Points A and B lie on a circle, centre O, radius 5 cm. Find the value of angle AOB that produces a maximum area for the triangle AOB.
This is my work and attempt:
So I will describe my diagram. It is a circle, with a triangle inside (not right angled) in the middle of the circle is a dot labelled O. From here I randomly drew point A and point B, on the edge of the circle and then connected points AOB to form a triangle in the circle. Side OB will be labelled 5 cm as well as AO for radius.
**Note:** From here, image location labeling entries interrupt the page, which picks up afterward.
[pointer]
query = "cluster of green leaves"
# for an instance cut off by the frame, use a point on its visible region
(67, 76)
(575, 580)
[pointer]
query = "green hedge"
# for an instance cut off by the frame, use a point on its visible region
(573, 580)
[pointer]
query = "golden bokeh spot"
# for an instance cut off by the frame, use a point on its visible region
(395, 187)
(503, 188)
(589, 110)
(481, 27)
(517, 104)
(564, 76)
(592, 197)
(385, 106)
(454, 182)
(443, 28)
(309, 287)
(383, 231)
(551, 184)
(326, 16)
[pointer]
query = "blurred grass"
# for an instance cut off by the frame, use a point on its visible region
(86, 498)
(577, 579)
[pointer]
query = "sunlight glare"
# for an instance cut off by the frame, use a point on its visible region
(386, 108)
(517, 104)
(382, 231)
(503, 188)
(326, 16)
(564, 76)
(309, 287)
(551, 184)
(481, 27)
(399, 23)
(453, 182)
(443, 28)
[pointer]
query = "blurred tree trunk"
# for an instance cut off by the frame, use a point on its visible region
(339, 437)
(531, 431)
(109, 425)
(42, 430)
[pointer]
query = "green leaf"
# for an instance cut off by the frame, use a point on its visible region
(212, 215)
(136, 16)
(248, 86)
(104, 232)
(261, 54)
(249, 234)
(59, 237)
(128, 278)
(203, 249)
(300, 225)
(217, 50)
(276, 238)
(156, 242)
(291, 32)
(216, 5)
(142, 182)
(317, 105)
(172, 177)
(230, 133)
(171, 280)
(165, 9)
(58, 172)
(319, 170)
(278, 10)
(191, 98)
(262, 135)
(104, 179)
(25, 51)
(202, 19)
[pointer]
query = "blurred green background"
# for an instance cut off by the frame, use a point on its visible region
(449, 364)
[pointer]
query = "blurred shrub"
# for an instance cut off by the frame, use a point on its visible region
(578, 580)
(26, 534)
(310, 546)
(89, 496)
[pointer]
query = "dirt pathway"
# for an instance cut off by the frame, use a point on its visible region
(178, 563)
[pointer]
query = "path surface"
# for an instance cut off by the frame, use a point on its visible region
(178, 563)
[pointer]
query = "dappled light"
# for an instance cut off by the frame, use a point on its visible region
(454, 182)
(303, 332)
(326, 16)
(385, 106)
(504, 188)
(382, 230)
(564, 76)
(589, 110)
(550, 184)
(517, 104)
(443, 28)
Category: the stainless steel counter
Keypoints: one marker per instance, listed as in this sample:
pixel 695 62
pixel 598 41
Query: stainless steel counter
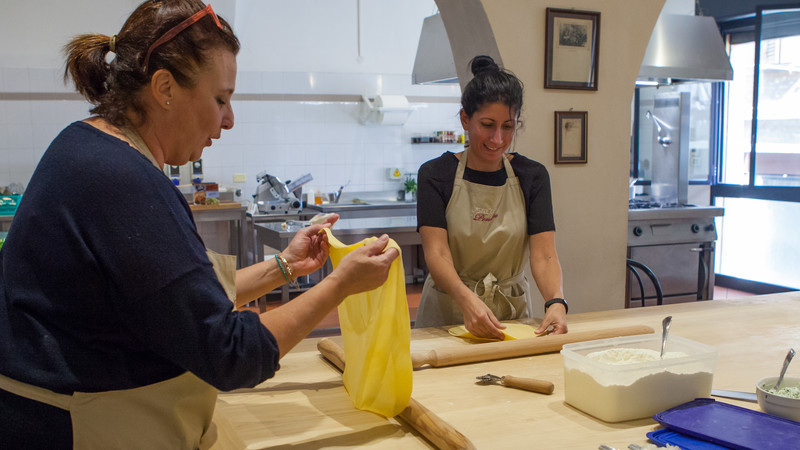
pixel 371 208
pixel 689 212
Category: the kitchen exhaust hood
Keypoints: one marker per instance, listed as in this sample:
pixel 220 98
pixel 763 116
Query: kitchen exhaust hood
pixel 685 48
pixel 434 62
pixel 682 47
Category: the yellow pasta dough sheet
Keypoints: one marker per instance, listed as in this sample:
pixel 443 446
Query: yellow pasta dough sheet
pixel 511 332
pixel 376 331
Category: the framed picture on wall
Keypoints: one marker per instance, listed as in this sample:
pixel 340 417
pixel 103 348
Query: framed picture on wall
pixel 572 46
pixel 570 139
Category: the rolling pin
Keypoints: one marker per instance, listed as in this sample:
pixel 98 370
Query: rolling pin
pixel 450 356
pixel 437 431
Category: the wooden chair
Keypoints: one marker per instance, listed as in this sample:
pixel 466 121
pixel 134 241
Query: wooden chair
pixel 634 267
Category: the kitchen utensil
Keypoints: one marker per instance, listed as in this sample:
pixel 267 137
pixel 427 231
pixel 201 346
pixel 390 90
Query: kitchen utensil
pixel 528 384
pixel 729 426
pixel 428 424
pixel 339 192
pixel 620 392
pixel 738 395
pixel 274 196
pixel 786 362
pixel 490 351
pixel 779 405
pixel 664 331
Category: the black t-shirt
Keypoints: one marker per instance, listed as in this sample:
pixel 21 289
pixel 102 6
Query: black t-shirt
pixel 436 177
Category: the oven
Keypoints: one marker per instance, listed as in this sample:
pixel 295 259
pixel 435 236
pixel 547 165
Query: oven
pixel 677 243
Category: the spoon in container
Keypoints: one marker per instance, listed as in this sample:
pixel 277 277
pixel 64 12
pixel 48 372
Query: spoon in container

Then in the middle of AB i chopped it in half and drew a line down the middle to point O to form two right angled triangles.
Now I can begin:
Max area of triangle
A=0.5 b h
=(0.5) 5cosx (5sinx)
A'=0 when x=pi/4
But this is only half of theta or angle O, so times two.
pi/4 x 2
Now this answer is correct with the back of the book BUT It doesn't work so well because when i plug it back into my area formula, it turns out the angle is 0.. which cannot be max?
So my area formula must be wrong.
What is wrong from my work and how do i fix it? demonstrate.
shouldn't it be
A=1/2 (r^2) (5sinx)?
How did you just get sinx using the SAS rule?
like even if you use the SAS rule, that means that you know two sides of a triangle and an angle inbetween.. i know that, but my question is how is the formula for that derived (sinx) to represent the height of the triangle?
and another question, r^2 represents the diamater correct?